For our upcoming exhibition Gut Instinct, I hope to have a mixture of both, with more work being materializations of free interpretations, conversions, and transformations of the gut microbiome and only a few being works of art that forthrightly and literally illustrate the gut microbiome.
Curating is all about presenting art that exudes, embodies, and enlivens a thesis about art, society, or the world. Bearing this in mind, and perhaps most important of all, Wessner and I must articulate our thesis. Why are we so interested in gut microbiota and the gut microbiome?
There are many reasons for me. I am fascinated by the elegant functionalism and extreme diversity of life in our gut with respect to microbiota (the actual bacteria) and the microbiome (their DNA). Our complexity pales in comparison to its. Distilling this wonderful intricacy, Margaret J. McFall-Ngai explains, “plants and animals are a patina on the microbial world.” The microbiome helps our own DNA function properly. Their health and well-being is our health and well-being.
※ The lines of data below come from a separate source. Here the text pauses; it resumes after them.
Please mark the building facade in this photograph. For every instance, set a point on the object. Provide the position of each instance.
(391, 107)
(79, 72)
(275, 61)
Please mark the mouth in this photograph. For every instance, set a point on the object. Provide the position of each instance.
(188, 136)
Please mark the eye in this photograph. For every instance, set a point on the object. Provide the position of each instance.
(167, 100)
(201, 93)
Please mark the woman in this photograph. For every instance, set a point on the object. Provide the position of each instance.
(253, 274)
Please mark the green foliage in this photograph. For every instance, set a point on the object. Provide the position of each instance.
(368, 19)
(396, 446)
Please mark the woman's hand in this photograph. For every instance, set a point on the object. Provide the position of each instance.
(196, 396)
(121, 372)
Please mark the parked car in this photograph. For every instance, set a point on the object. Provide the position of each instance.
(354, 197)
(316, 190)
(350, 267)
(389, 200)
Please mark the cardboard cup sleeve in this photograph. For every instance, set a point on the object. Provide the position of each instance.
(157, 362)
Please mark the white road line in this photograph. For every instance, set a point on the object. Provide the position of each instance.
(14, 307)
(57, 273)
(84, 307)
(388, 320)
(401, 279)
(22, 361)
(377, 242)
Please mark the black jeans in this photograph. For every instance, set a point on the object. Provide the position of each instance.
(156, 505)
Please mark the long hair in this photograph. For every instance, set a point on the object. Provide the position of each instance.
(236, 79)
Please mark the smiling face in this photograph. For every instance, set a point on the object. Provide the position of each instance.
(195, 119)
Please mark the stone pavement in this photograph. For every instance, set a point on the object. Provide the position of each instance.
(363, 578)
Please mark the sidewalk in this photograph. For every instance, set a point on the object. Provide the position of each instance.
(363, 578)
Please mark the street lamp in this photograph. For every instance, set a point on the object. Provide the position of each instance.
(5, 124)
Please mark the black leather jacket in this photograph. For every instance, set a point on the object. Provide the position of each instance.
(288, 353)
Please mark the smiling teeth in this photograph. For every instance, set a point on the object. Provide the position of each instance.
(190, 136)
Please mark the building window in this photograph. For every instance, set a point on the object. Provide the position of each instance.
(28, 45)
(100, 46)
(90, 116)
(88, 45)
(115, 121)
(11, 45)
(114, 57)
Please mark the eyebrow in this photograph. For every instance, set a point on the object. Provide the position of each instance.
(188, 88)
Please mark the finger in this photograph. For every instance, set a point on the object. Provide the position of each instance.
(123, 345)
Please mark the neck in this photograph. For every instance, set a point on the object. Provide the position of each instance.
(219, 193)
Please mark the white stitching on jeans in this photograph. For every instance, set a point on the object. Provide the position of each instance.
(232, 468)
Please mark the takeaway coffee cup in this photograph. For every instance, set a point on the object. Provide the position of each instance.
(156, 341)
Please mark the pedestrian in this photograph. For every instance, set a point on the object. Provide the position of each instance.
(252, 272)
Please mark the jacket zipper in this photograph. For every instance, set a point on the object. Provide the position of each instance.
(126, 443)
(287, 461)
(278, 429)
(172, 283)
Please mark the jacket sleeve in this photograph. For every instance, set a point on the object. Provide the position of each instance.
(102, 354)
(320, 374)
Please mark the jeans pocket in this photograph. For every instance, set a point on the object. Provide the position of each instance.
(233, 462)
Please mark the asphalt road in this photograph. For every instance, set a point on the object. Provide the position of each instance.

What really gets me excited is the relationship between the brain and gut. The brain-gut axis is the information feedback loop between the gastrointestinal tract, the nervous system, and the microbiota living in the gut. The microbiota and their microbiome are connected to our mood. Disruption and disequilbrium in one area reciprocally affects the other. I would like to see a group of art works riffing on the brain-gut axis – thinking through the role of gut as the second brain and, by connection, the function of “gut instinct” as a mode of unconscious ratiocination.
The Hungarian artist László Moholy-Nagy seemed to be getting at some of this thinking a century ago. In the late 1920s, he described the creation-reception-perception of objects according to the instinctual in The New Vision:
“In every creative work there is a sphere in which a certain freedom is left to the intuition. The creative problem enters at the point where the freedom begins, where the visible function no longer determines, or at least not wholly determines, the form. In such cases an instinctive sureness of perception is required, and this is nothing more than the end result of complicated processes going on the subconscious, but in the last determined biologically.” (Moholy-Nagy, László, The New Vision (1938) (Mineola, NY: 1975) 62.)
Let us understand the word “biologically” here to connect to his interests also in the enteroceptive, the feelings “arising from the internal organs and viscera,” or what might succinctly translate into “gut instinct.” (Moholy-Nagy, 24.)